Two of the albums tracks are songs from peers, which have meant a great deal to Starling. The first is the Little Feat song "Willin'." "It was the first song I heard when I got back from Vietnam; I went down to Union Street in San Francisco in January 1970 and happened to see a young guy and young girl singing 'Willin''' at a club down there. I went up to them afterward and found out some rock band in L.A. had done it, which was Little Feat, but I didn't know that at the time," he says.

"Over time and a series of circumstances, I met Lowell, and we became real good friends. I've always loved that song I just didn't think the world needed another version of it, but Mike Auldridge talked me into doing it. Maybe so he could play lap steel using Lowell's old amp because literally he did."

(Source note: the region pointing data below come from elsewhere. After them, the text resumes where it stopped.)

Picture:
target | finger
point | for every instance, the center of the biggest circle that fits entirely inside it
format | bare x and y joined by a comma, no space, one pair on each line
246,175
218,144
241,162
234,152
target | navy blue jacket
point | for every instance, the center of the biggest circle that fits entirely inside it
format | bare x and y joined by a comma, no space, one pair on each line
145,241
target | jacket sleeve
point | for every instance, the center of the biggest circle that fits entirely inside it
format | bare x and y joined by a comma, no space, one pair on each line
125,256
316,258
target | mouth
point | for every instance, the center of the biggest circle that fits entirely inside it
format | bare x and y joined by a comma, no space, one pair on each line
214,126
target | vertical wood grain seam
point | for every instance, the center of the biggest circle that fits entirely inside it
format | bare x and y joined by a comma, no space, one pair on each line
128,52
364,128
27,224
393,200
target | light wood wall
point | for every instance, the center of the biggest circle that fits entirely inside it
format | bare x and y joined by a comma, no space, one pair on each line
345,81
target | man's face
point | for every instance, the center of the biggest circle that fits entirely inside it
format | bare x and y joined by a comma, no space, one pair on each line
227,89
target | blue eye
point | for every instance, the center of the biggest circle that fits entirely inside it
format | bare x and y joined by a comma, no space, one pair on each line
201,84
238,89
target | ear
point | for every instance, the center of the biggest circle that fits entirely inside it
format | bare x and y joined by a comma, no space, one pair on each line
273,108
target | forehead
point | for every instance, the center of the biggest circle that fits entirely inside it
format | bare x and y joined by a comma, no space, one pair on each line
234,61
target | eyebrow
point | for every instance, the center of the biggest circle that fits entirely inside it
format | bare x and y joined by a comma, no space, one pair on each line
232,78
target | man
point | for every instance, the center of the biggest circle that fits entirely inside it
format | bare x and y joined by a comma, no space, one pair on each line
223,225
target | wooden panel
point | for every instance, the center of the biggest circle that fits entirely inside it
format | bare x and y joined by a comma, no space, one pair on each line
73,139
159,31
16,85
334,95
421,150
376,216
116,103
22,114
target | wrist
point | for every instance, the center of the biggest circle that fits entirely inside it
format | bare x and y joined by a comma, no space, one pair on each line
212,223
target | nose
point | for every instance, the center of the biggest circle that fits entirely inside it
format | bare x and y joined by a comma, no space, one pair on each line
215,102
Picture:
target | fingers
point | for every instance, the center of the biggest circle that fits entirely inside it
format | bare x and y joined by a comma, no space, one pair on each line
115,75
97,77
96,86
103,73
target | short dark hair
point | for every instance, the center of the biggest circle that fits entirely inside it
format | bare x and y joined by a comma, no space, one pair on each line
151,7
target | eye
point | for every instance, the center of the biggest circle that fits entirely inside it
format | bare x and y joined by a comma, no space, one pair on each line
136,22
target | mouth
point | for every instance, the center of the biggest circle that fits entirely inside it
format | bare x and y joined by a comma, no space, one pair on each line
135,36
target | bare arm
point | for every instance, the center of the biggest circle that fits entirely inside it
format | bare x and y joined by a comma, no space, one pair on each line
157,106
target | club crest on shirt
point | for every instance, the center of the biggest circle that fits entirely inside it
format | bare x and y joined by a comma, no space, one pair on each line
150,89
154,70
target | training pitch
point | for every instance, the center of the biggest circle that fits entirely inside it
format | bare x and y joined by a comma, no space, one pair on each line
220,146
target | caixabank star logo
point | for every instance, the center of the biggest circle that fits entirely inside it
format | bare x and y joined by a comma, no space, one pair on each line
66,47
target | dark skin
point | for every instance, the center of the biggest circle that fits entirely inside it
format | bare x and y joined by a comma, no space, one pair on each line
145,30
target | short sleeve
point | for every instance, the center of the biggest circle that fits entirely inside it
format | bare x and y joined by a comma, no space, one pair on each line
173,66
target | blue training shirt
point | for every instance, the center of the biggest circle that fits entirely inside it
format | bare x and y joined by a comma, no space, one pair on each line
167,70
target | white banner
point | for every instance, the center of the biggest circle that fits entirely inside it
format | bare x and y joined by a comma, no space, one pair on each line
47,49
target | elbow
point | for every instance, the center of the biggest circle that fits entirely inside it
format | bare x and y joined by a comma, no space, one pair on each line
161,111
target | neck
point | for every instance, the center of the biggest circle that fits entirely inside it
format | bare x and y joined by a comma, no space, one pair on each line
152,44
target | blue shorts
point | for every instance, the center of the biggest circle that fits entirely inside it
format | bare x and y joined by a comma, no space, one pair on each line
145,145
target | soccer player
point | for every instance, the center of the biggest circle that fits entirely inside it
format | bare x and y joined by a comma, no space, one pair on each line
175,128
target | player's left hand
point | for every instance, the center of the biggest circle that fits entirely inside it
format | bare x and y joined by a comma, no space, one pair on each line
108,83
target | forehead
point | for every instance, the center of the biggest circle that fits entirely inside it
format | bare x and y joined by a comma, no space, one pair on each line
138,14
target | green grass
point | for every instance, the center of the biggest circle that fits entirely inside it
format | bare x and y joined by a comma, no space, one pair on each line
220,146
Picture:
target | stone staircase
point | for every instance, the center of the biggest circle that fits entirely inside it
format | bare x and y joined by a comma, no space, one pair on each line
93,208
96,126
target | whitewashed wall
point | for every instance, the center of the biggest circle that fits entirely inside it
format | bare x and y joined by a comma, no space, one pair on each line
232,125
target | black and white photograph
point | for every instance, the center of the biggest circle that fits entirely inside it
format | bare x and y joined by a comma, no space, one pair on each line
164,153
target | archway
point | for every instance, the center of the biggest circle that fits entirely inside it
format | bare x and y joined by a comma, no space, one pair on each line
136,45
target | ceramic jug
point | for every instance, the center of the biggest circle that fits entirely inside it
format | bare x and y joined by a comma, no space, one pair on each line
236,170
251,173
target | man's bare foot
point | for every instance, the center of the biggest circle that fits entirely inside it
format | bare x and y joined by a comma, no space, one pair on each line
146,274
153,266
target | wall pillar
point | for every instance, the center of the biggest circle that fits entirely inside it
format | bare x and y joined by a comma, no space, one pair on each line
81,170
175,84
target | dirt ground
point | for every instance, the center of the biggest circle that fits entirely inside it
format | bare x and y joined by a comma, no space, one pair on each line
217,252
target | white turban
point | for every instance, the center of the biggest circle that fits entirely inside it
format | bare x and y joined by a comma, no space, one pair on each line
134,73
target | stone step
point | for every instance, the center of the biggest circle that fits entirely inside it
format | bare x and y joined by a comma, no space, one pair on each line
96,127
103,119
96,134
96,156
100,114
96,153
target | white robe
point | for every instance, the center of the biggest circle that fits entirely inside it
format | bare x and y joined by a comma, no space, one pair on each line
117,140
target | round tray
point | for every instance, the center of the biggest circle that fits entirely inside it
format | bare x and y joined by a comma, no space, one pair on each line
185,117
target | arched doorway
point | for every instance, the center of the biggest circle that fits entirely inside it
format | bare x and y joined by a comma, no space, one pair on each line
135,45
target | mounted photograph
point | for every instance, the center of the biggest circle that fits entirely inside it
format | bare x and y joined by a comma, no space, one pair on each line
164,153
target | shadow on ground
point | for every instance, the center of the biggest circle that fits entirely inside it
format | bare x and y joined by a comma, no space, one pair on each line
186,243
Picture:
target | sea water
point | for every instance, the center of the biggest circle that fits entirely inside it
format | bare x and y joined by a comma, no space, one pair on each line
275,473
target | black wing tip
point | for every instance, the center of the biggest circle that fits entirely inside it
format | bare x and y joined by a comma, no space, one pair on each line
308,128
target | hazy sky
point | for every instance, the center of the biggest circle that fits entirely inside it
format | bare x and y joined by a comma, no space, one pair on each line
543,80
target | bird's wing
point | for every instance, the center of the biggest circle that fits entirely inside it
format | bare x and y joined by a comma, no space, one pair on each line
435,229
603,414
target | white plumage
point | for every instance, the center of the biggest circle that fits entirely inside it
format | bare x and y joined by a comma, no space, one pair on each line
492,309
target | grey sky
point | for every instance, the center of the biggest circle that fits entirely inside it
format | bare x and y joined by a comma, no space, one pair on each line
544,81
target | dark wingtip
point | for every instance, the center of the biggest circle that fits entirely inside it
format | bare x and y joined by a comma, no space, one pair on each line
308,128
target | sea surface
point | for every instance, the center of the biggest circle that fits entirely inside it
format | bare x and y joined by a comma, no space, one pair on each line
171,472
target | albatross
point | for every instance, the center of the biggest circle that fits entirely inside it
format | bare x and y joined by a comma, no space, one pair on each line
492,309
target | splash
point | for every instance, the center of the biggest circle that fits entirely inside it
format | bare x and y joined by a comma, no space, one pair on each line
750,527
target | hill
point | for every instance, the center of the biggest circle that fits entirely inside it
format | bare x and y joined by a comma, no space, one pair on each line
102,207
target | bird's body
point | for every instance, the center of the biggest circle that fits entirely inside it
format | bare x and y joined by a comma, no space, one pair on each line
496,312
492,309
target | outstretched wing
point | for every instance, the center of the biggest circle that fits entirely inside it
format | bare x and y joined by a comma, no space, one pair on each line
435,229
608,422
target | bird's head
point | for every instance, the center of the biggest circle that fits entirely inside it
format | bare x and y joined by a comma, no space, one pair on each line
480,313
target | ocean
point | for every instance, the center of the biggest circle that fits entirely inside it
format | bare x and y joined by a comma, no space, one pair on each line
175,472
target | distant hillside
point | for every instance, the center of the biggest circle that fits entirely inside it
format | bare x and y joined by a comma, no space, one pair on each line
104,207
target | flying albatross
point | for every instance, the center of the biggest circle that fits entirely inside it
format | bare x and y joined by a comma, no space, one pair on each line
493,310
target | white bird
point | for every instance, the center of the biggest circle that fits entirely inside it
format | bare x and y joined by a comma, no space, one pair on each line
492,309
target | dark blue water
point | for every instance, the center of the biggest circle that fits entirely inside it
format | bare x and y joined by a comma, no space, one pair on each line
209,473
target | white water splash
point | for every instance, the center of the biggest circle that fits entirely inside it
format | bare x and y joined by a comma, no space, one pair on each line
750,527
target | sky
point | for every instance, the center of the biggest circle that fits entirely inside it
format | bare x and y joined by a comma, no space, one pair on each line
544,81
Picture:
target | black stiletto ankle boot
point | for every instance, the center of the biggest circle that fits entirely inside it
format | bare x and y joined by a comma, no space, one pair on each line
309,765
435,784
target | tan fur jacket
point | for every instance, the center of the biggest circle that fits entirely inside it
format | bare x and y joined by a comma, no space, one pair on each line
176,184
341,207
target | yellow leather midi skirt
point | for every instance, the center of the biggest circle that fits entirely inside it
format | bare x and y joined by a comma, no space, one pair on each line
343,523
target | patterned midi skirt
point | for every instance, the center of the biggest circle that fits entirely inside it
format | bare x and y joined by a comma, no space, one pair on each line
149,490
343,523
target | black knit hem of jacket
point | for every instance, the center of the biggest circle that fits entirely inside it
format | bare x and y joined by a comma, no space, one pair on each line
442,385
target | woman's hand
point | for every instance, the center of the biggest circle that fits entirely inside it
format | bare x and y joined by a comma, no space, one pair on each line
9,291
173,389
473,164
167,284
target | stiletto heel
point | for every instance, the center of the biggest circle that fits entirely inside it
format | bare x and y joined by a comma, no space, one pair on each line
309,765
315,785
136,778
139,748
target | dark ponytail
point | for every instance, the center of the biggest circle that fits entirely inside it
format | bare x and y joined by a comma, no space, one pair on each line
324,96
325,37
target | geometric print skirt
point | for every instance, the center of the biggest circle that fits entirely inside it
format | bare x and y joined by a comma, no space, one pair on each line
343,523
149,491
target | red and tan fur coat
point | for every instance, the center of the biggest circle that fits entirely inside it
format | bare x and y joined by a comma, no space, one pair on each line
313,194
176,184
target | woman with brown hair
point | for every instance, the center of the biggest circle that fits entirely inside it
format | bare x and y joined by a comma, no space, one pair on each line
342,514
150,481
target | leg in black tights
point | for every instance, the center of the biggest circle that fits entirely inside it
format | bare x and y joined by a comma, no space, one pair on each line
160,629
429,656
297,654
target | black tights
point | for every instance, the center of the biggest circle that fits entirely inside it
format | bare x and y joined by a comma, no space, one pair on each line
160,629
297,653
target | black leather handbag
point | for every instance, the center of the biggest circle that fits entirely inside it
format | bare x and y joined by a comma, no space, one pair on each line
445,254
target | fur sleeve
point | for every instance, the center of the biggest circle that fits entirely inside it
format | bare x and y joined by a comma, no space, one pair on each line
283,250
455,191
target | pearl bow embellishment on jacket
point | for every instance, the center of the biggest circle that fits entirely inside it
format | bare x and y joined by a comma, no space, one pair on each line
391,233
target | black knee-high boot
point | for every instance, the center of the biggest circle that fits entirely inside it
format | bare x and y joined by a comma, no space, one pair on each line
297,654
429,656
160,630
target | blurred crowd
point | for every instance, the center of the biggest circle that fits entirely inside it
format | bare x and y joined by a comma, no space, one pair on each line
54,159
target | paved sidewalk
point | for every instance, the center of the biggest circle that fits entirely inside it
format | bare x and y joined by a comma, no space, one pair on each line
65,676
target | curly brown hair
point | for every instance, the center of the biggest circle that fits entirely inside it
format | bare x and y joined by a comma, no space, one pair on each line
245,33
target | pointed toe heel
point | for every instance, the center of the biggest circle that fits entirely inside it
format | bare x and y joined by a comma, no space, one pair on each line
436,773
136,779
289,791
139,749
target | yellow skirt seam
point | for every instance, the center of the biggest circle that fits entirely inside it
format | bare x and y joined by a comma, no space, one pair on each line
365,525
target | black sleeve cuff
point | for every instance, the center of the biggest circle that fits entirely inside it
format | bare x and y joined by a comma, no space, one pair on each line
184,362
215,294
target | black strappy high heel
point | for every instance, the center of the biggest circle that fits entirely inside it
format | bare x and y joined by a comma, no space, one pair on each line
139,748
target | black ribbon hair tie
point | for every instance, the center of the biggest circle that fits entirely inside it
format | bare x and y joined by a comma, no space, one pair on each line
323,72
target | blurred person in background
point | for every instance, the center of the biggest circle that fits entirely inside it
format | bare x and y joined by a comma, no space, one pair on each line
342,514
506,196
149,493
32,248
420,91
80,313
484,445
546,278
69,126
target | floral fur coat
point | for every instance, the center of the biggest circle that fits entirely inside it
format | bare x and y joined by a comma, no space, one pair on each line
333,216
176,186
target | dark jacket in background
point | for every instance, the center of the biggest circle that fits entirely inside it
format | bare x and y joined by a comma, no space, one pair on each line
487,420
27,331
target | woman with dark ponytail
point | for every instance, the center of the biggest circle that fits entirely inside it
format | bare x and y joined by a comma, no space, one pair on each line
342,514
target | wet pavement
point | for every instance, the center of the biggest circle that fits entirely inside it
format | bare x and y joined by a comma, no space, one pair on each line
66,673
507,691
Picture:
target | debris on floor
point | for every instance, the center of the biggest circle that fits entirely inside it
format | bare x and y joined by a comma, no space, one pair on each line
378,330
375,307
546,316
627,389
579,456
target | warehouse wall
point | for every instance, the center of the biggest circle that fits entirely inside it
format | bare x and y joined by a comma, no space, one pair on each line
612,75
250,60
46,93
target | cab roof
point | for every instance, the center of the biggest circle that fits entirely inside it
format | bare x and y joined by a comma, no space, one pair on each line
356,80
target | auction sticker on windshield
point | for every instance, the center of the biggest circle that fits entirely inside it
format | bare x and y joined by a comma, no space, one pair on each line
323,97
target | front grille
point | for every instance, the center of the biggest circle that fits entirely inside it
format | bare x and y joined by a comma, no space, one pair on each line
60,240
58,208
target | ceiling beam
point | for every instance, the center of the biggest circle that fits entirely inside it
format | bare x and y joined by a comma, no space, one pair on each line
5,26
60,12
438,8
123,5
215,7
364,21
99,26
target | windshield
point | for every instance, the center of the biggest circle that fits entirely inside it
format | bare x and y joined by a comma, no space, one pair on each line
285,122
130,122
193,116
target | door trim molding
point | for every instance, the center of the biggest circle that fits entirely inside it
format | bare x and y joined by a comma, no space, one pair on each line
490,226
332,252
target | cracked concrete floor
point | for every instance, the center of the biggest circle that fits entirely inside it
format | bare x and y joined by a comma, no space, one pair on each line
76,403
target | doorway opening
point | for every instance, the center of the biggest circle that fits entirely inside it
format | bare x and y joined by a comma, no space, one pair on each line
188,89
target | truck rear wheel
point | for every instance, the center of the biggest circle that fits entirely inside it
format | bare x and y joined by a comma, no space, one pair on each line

"I think my favorite song on there is the Gram Parsons song," he says of "In My Hour Of Darkness." "Emmylou Harris called me, oh, this was a number of years ago, maybe five or six years ago, we took a little trip up to New England and did a benefit concert for a college up there where Gram Parsons' old dorm counselor when he was a freshman at Harvard was, I think, a dean there."

"We worked this song up in the hotel room before we went over to play the show, and I just couldn't get it off my mind. It was just about the time we lost John Duffey, and I was trying to figure out something to write or some way to let people know how much we missed him, some sort of elegy, and I never could come up with it."

First time I heard this, I just went a little bit nuts, I thought it was great. Gram Parsons lost three close friends, actually two close friends in a year and was about to lose another one, and he wrote this song. The first verse, as I understand, is about Brandon de Wilde who was the young boy in 'Shane,' and he was a friend of Gram's in L.A. and died in an automobile accident outside of Denver. The second verse is about Clarence White, who played with The Byrds. The third verse nobody knows, and that's probably better. It's just a beautiful song."

Besides singing on that song, Harris will be taking John Starling and Carolina Star out for a few shows. And as is a mantra of sorts for Starling, it's about having fun. "She plays some venues now that sort of calls for an acoustic group, sort of bluegrass, a little bit like the Nash Ramblers, and we're playing some shows with her. We may do Telluride with her and go back out play San Francisco and one or two others this year in addition to the stuff we're going to play, so we're having fun."